We were all outside when we heard the crack of the whip. We all froze, nobody moved. The sweat dripped down my face. A million thoughts were going through my brain. Somebody else was caught. We had to take advantage, we moved swiftly and quietly through the never ending night. We concealed ourselves in the darkness, and stayed low to the ground and hid behind bushes. We moved quickly until we got off the plantation and the some more. We rested on the side of the road, behind bushes. We each took turns watching out, while the others slept. We knew we would be caught during the day so we stayed concealed. No talking, no movement, just silence.
Night fell and we were almost to North Carolina, heaven. I’ve never left South Carolina. Every time we asked for a few days off the farm the slave owner would reject it. We would have to pass the Border Patrol if we wanted freedom.
In a brave voice I whispered “Would anyone dare dig their own grave and distract Border Patrol while the rest of us sneak by.”

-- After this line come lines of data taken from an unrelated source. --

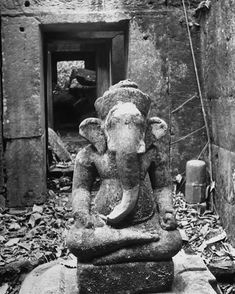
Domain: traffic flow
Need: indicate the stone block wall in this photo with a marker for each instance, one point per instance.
(159, 60)
(218, 60)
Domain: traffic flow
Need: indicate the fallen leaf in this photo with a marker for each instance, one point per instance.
(38, 208)
(217, 238)
(183, 235)
(14, 227)
(2, 239)
(12, 242)
(35, 219)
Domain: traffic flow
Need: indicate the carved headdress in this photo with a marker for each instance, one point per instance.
(124, 91)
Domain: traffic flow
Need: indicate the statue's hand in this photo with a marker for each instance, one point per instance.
(88, 221)
(168, 221)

An old man who somehow managed to keep up talked “I will distract the guards, I have seen things that no man, women, or child should ever see.”
Everyone watched as his family hugged him. I never knew this man, nor shall I ever, I shall respect him though for the rest of my life. We all watched and moved as he ran across the cement bare footed screaming to get their attention. He ran not even half way across the cement before he was shot down by 4 guards.
Everyone at the patrol station ran over and identified him. We were moving past the station right before one guard turned and spotted us. He was quick with his gun but we were faster, we ran behind bushes, we were concealed by the night. We heard gun shots behind us. They stopped shooting.
Finally, we were in the north. We came to a town. I couldn’t make out the sign because they never learned us how to read. There were hugs and goodbyes for everyone. Everyone went there separate ways. It was time to start a new life in the north.